Но милость Божия, открывшаяся Гоголю в чуде его исцеления, оказалась для него источником соблазна и невообразимых страданий. До конца объяснить это нельзя; в этом глубинная и трагическая тайна души Гоголя, тайна его метафизической судьбы. Но в психологическом плане толкования возможны. Драма Гоголя начинается с того момента, когда он слышит голос Божий, но не может последовать зову, то есть вступить на путь подвижничества. Для этого ему нужно перестроить все свое сознание, перевернуть всю душу. Этой мучительной работой наполнены последние двенадцать лет его жизни. Гоголь вырос в атмосфере романтизма, с его культом сильной личности и эгоцентризмом. И в искусстве, и в философии романтизм был человекобожием. Гоголь — крайний, напряженный индивидуалист; с детских лет его ведет честолюбие, самоутверждение, славолюбие. С лицейской скамьи он повторяет: «Я послужу человечеству», и в этой фразе ударение падает не на «человечество», а на «я». Поэтому посланное ему откровение вызывает в нем не смирение, а гордыню. Он и раньше чувствовал себя избранником, отмеченным особой заботой Промысла, а теперь впадает в явный соблазн: ему кажется, что он пророк, святой, почти мессия. Чтение Святого Писания влияет на его слог; библейской торжественностью звучат его слова.
«Но слушай: теперь ты должен слушать моего слова, — пишет он Данилевскому в 1841 году, — ибо вдвойне властно над тобою мое слово и горе кому бы то ни было, не слушающему моего слова. О верь словам моим! Властью высшей облечено отныне мое слово».
Через год тому же другу он пишет еще более жуткие слова:
«Если же что в жизни смутит тебя, наведет беспокойство, сумрак на мысли, вспомни обо мне, и при одном уже твоем напоминании — отделится сила в твою душу… Вместе с письмом сим несется к тебе благословение и сила».
В письме Прокоповичу (1842 г.) Гоголь сообщает:
«Три–четыре слова, посланные мною еще из Рима, низвели свежесть в его (Данилевского) душу. Очередь твоя. Имей в меня каплю веры и живящая сила отделится в твою душу».

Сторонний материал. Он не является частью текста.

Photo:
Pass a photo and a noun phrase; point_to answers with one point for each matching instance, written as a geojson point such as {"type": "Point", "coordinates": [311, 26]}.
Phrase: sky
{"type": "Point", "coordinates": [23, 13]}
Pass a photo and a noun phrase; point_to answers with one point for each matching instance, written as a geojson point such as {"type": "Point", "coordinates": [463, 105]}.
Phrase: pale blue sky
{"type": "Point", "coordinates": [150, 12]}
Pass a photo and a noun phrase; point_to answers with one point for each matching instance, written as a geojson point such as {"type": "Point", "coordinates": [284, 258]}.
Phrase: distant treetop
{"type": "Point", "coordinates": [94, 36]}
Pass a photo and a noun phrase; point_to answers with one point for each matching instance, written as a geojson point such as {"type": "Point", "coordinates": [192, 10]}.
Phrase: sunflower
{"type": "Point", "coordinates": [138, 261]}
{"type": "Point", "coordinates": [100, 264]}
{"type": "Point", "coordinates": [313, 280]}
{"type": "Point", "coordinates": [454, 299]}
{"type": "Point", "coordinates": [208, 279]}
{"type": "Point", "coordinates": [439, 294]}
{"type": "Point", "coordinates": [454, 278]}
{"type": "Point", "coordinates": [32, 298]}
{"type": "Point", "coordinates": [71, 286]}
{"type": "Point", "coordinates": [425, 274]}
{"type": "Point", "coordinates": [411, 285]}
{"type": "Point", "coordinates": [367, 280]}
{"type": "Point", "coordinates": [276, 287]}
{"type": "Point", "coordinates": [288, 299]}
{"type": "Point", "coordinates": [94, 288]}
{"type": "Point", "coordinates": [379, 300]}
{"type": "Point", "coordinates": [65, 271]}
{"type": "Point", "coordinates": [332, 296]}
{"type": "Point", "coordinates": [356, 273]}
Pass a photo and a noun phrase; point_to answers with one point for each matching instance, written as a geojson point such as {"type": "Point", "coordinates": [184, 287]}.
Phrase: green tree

На языке аскетики такое состояние называется «впадением в прелесть». Гоголь упоен своей мнимой святостью; он раздает направо и налево благословения (Жуковскому: «Благословляю вас. Благословение это не бессильно, и потому с верой примите его». 1842 г.). Он доходит до кощунственного подражания словам Христа:
«Никто из моих друзей не может умереть, потому что он вечно живет со мной» (Аксакову, 1840 г.). Но и в соблазне Гоголя бывают истинные духовные прозрения. Он часто блуждает в ослеплении, но оно — от света. Он что‑то знает, что‑то провидит, что‑то предчувствует: «Помните, — пишет он Аксакову (в 1842 г.), — что в то время, когда мельче всего становится мир, когда пустее жизнь, в эгоизм и холод облекается все и никто не верит чудесам, — в то время именно может совершиться чудо, чудеснее всех чудес… Душа моя слышит грядущее блаженство и знает, что одного только стремления нашего к нему достаточно, чтобы Всевышней милостью Бога оно ниспустилось в наши души».
* * *
В конце 1841 года Гоголь приезжает в Россию печатать первый том «Мертвых душ».